A couple of points that particularly intrigued me. First, the idea that programming happens haphazardly, but is easy to get locked in, because, though mediocre, it becomes too big, or in this case, too interfaced, to fail. I buy this. I work in a store where we are still working with IBID, a DOS-based program. Believe me when I tell you that we are not the only bookstore operating back in the dark ages. It is stable, but ridiculous. In the case of Facebook, Smith urges us to keep in mind that this program was created by and retains the traces of the desires of a college sophomore.

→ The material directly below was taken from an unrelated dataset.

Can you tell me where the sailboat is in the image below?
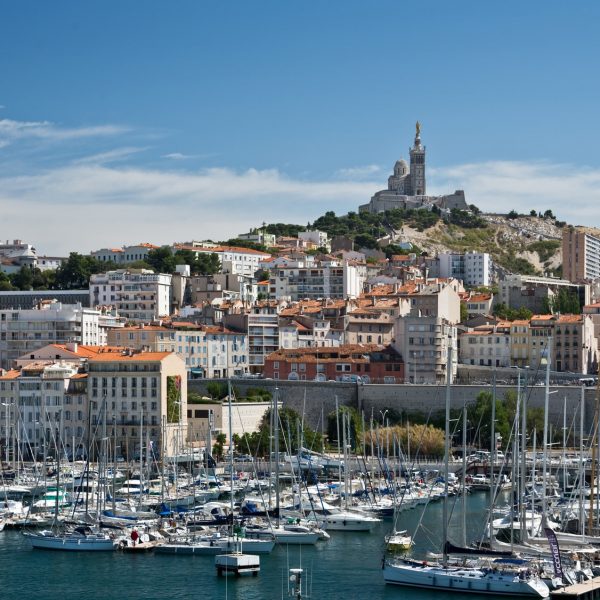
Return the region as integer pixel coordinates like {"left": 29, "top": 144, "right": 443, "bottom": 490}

The second point I'll just quote:
To ourselves, we are special people, documented in wonderful photos, and it also happens that we sometimes buy things. This latter fact is an incidental matter, to us. However, the advertising money that will rain down on Facebook—if and when Zuckerberg succeeds in encouraging 500 million people to take their Facebook identities onto the Internet at large—this money thinks of us the other way around. To the advertisers, we are our capacity to buy, attached to a few personal, irrelevant photos.
So check it out. Although I wasn't that crazy about her third novel, On Beauty, she is one of those writers I will always read.